Thursday, September 22, 2011

Hemingway's Boat - Book Review

It seems to me the Hemingway biography industry has run dry - the last I remember reading was Michael Reynolds final volume of his wonderful biography - but just when you think there can't possibly be anything to add to life of Hemingway along comes Paul Hendrickson's Hemingway's Boat and that changes everything.

Hendrickson singular take is to begin in 1934 when Hemingway acquired his beloved boat, Pilar, and then work his way forwards and backwards and, sometimes, sideways. For that effort alone, Hendrickson should be applauded - he more than makes his case that everything that came before Pilar and that came after had a profound effect on Hemingway and his boat is what ties it all together. Passing characters in Hemingway's life get a closer look. Arnold Samuelson, who spent a memorable Summer with Hemingway in Key West which both Hemingway and Samuelson would write about, changes from a sometimes comic character to a tragic one. And there are new characters on the scene - Walter and Nita Houk, a couple who Hemingway befriended in the early 50s, that provide a sweet counterpoint to an ugly time of Hemingway's life. If Hemingway was capable of great cruelty, he was also capable of great gallantry. As Hendrickson points out, Walter Houk is still alive today, one of the few people who are who were around during those days and can provide a firsthand account of how things really were. But because Houk's story sheds a positive light on Hemingway, his and his wife's story has been overlooked by other biographers. That's too bad.

And then there are the final chapters about Hemingway's sad youngest son, Gregory, and the intriguing theory that perhaps the two shared similar impulses. It's too easy to say that Hemingway's overt macho-ism was a response to his mother's dressing him up as a girl when he was a toddler and later trying to twin him with is younger sister that led to his very real mental problems. Certainly his own father's struggle with mental illness had more to do with that than anything. But how do you explain Gregory's penchant for transvestism taken to the final extreme of transexualism at the end of his tragic life? Hendrickson says that Hemingway's impulses may have found an outlet in his writing; Gregory's impulses, alas, didn't, and he ended up acting them out in a most dramatic manner. Still, Hendrickson believes, and I do as well, that despite the distance between the two, neither could really give up on the other.

No doubt the Hemingway family was a strange family, driven by impulses they couldn't understand. Hemingway, whether he knew it or not, did the best he could to come to terms with those impulses through the life he lead and his writings. He was really a confessional writer before Sylvia Plath and Anne Sexton forced the term to be coined.

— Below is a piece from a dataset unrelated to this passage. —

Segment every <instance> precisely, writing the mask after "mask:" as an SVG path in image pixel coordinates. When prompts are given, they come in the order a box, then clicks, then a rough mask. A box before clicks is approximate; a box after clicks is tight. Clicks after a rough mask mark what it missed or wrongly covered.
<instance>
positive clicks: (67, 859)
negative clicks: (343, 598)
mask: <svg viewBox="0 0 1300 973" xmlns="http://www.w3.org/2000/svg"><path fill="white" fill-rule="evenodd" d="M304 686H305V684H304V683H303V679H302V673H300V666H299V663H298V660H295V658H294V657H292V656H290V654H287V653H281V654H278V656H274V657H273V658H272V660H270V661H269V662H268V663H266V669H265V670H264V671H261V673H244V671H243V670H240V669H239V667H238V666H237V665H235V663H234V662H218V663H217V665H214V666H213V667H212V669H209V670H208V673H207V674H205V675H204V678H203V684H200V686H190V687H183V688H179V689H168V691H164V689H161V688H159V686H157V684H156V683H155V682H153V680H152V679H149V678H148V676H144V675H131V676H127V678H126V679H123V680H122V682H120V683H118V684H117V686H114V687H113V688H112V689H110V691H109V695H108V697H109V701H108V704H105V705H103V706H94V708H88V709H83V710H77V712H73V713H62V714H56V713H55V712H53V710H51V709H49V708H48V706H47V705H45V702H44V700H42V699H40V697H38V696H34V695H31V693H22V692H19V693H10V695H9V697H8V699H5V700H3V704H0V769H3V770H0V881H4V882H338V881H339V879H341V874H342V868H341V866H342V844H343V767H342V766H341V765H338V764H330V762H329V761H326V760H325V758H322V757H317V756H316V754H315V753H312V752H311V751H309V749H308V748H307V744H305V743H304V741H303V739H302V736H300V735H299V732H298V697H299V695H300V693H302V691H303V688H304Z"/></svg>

Here's a review from OpinionJournal that delves deeper into the book than I do here and which summarizes and makes the final point about the book far better than I can:
This is persuasive. Yet there may be a simpler and more common explanation for the artistic decline and the despair it engendered: that Hemingway exhausted his material. It is a common fate for novelists, especially novelists who achieve early success. Most go on publishing, pretending that their new work is as good as their old. Hemingway, who told so many lies in his books, couldn't tell this lie to himself. He continued to write, at far greater length than in the good years, in the hope that the work would come out fine. It didn't. So the reams of manuscript and typescript were locked away in the bank. Even so, the gods had not altogether deserted him; he was granted that late miracle, "A Moveable Feast."

For Mr. Hendrickson, discovering just how unhappy and unsettled Hemingway was for so long makes him more of a hero. He states his case persuasively, which is why this book is so good. Certainly one cannot help admiring the way in which Hemingway stuck, grimly and doggedly, to his métier, even as his powers failed.

There are two sentences that sum up what happened to Hemingway. They were written neither by himself nor by Mr. Hendrickson but by Fitzgerald, whose own weaknesses Hemingway, his friend and rival, admirer and denigrator, threw in his face. They were words that Fitzgerald gave to Dick Diver in "Tender Is the Night" to explain his decline: "The change came a long way back—but at first it didn't show. The manner remains intact for some time after the morale cracks."


No, you won't read this book about Hemingway because Hemingway doesn't mean anything to you. Even so, to miss it is to miss an extraordinary book about an extraordinary American writer.